I put in 500,000 KRW every month for 2 years. Here are the actual numbers.

Started in July 2023

I began pulling 500,000 KRW (about $370) from my paycheck every month for dollar-cost averaging in July 2023. It's been exactly two years. Total principal invested: 12 million KRW. (Actually 11.5 million -- I missed one month. Air conditioner repair bill wiped me out.)

I split the investment 70:30 between an S&P 500 ETF and a Korean dividend ETF. No grand thesis behind the ratio. Three YouTube videos I watched all recommended something similar.

The actual returns after 2 years

As of July 1, 2025, the portfolio value is 13.87 million KRW. That's roughly a 20.6% return. Annualized, about 9.8%.

But that number is a bit misleading. The S&P 500 had a solid run during this period, and the USD/KRW exchange rate also rose, making KRW-denominated returns look better. In pure dollar terms, the picture is a bit different.

The Korean dividend ETF side was honestly underwhelming. 3.2% return. Including reinvested dividends, maybe 7%. I know going all-in on the S&P 500 would have yielded higher total returns. (But at this point, sunk cost fallacy keeps me from switching.)

I almost cracked twice

In April 2024, the S&P 500 dropped about 8% in a single month. Watching the red numbers grow in real time on my account, I genuinely considered selling. "Should I bail now?"

I didn't sell. But it wasn't a rational decision -- I was just too scared to press the sell button. It worked out, but I can't take credit for it. My indecisiveness saved me.

Then in October 2024, I wavered again. A friend bragged about making 40% on crypto in three months, and DCA suddenly felt painfully slow. (That friend lost 30% in December. The fact that I felt relieved hearing that probably makes me a bad person.)

The real advantage of DCA isn't the returns

After two years, I've realized that the core benefit of dollar-cost averaging isn't the return rate -- it's the habit of not spending.

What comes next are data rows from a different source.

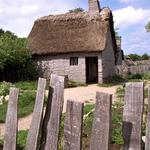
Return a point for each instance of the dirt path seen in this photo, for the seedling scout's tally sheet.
(82, 94)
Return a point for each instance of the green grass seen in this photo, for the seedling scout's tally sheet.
(120, 80)
(26, 85)
(21, 140)
(25, 105)
(121, 92)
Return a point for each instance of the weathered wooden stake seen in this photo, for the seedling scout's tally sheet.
(11, 124)
(100, 138)
(147, 143)
(34, 132)
(73, 126)
(132, 116)
(52, 120)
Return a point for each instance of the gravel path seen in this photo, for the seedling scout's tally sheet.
(81, 94)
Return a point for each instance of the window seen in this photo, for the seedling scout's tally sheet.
(73, 61)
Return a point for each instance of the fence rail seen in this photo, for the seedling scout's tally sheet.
(44, 130)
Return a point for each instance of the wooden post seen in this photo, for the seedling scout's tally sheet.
(11, 124)
(73, 126)
(132, 115)
(147, 143)
(34, 132)
(53, 114)
(100, 138)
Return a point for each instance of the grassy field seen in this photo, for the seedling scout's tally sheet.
(25, 105)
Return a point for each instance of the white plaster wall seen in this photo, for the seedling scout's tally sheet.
(108, 59)
(60, 64)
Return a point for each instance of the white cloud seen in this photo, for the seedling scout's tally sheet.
(128, 1)
(19, 16)
(136, 41)
(130, 16)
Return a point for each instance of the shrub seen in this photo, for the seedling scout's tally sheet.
(15, 59)
(4, 88)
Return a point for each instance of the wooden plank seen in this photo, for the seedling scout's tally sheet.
(132, 116)
(34, 132)
(11, 124)
(73, 126)
(147, 142)
(100, 138)
(53, 114)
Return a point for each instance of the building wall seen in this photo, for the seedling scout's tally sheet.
(108, 59)
(60, 64)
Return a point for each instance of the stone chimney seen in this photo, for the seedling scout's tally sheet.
(94, 7)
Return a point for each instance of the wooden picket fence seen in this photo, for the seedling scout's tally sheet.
(44, 130)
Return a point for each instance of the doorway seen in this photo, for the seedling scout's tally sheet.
(91, 69)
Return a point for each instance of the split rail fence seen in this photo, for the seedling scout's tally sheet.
(44, 130)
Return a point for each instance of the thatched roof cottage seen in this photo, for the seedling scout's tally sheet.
(80, 45)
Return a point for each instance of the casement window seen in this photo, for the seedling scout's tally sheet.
(73, 61)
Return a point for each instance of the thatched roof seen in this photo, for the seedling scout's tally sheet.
(70, 32)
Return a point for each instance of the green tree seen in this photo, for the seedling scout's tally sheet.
(15, 59)
(145, 57)
(148, 27)
(76, 10)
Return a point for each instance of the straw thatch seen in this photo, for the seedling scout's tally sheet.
(70, 32)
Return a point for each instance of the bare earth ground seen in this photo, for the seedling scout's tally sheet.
(81, 94)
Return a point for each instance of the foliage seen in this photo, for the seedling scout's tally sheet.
(4, 88)
(15, 59)
(21, 139)
(76, 10)
(148, 27)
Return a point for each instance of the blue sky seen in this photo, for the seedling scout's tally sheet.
(130, 16)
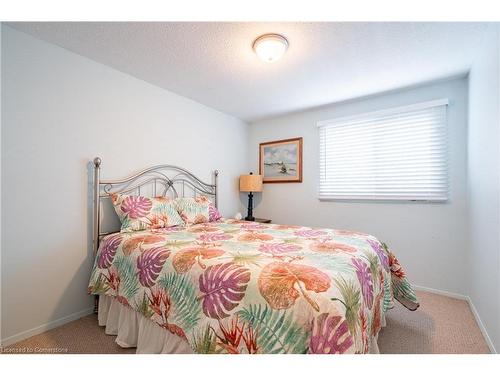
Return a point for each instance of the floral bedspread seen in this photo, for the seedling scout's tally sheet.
(244, 287)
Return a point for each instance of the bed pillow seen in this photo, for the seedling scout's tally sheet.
(194, 210)
(213, 213)
(137, 212)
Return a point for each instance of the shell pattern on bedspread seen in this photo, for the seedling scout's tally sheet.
(237, 287)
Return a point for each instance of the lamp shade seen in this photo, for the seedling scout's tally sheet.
(251, 182)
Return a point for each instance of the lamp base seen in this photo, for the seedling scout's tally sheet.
(250, 208)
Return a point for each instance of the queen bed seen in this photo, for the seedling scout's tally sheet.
(229, 286)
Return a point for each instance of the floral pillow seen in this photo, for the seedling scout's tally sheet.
(138, 213)
(194, 210)
(213, 213)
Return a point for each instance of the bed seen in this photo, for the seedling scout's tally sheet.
(238, 287)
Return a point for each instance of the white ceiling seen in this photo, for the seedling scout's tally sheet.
(213, 63)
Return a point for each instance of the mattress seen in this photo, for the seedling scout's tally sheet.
(244, 287)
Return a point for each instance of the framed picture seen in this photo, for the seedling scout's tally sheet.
(281, 161)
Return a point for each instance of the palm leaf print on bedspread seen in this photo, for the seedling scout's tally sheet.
(238, 287)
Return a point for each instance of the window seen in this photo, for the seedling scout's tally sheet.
(396, 154)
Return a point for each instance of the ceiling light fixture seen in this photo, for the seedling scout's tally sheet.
(270, 47)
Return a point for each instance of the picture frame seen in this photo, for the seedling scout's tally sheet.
(281, 161)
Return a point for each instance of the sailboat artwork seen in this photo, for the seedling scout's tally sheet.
(281, 161)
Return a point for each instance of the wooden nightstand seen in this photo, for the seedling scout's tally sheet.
(264, 221)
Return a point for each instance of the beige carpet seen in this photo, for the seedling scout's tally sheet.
(440, 325)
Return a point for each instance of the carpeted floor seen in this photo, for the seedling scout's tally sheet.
(440, 325)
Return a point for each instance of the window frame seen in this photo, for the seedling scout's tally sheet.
(387, 112)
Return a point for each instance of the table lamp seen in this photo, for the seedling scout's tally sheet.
(251, 183)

With 500,000 KRW automatically deducted each month, you start living as if that money never existed.

Two years ago, I'd get my paycheck, spend on whatever, and save what was left. Now, investment comes first and I live on the rest. That ordering difference matters more than you'd think.

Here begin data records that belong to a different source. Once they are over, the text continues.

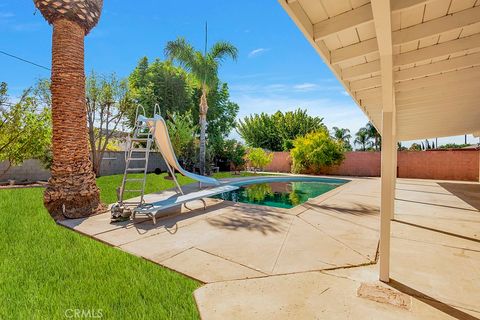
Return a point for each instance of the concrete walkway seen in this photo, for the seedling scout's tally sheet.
(318, 260)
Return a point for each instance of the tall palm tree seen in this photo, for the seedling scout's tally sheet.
(342, 134)
(374, 134)
(71, 190)
(204, 68)
(362, 139)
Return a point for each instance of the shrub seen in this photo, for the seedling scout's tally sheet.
(259, 158)
(315, 151)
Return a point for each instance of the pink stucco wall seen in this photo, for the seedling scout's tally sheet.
(441, 165)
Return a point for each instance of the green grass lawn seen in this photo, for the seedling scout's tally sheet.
(46, 271)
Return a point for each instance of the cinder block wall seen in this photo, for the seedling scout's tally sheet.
(281, 162)
(440, 165)
(358, 163)
(463, 164)
(113, 163)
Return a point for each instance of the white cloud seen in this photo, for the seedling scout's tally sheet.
(305, 86)
(257, 52)
(6, 15)
(335, 113)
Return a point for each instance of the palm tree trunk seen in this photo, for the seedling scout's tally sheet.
(203, 129)
(71, 190)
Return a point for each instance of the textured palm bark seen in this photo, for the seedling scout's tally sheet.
(72, 190)
(203, 129)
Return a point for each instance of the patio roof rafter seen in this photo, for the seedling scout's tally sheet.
(383, 29)
(417, 32)
(412, 67)
(356, 17)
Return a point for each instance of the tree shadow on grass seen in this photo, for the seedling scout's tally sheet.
(468, 192)
(251, 220)
(441, 306)
(356, 210)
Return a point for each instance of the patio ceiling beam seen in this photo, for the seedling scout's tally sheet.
(420, 31)
(433, 27)
(414, 104)
(406, 133)
(383, 29)
(357, 17)
(441, 94)
(454, 64)
(367, 83)
(454, 77)
(424, 54)
(438, 67)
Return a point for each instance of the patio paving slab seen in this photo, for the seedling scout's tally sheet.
(361, 239)
(209, 268)
(272, 264)
(311, 295)
(307, 248)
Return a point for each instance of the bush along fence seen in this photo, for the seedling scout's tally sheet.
(113, 163)
(461, 164)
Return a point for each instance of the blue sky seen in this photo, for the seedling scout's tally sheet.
(277, 68)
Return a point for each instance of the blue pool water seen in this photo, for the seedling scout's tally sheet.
(280, 192)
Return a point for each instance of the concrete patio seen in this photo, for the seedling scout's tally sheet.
(318, 260)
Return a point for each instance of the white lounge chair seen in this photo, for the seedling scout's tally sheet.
(162, 140)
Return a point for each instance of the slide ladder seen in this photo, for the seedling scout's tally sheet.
(137, 153)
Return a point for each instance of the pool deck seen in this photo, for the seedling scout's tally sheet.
(318, 260)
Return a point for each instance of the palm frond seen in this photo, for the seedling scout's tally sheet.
(222, 50)
(183, 53)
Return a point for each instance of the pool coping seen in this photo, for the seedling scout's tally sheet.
(298, 209)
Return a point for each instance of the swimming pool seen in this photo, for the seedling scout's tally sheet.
(282, 192)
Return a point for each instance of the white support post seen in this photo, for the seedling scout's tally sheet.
(387, 192)
(383, 29)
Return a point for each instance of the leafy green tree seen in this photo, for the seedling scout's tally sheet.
(362, 139)
(108, 101)
(260, 131)
(315, 151)
(182, 132)
(453, 146)
(259, 158)
(400, 147)
(343, 135)
(372, 133)
(203, 67)
(277, 131)
(162, 83)
(233, 152)
(415, 147)
(221, 116)
(25, 128)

500K a month wasn't always comfortable

Some months, 500,000 KRW was a stretch. Weddings and funerals stacking up, surprise hospital bills, year-end expenses clustering together. I forced myself to keep going because I knew "just this month off" would turn into next month too.

Missing that one month for the AC repair still bugs me. The S&P 500 went up 3.7% that month. Hindsight, of course. But still.

People's reactions are polar opposites

When I mention DCA, responses split in two. "That's what they call suckers on investing forums" versus "that's the most realistic approach." Interestingly, the former tends to come from people with under a year of investing experience, and the latter from people with three years or more. (Small sample size, can't generalize, but that's what I've observed.)

One coworker made 1.4x their principal in six months using leveraged ETFs. I was envious. Honestly envious. But the following quarter, they were sitting at -15% relative to principal. DCA is boring, but it doesn't have that roller coaster.

Going forward

I'll keep putting in 500,000 KRW monthly for the foreseeable future. Thinking about shifting the ratio more toward S&P 500 -- maybe 80:20.

One thing I've learned: watching too many investment YouTube videos is counterproductive. The more you watch, the more anxious you get, and the more you want to tinker. The whole point of DCA is not touching it, but the videos make you want to touch everything.

Ideally, I'd just deposit monthly and check once a year. In practice, I check daily. That's just how humans work.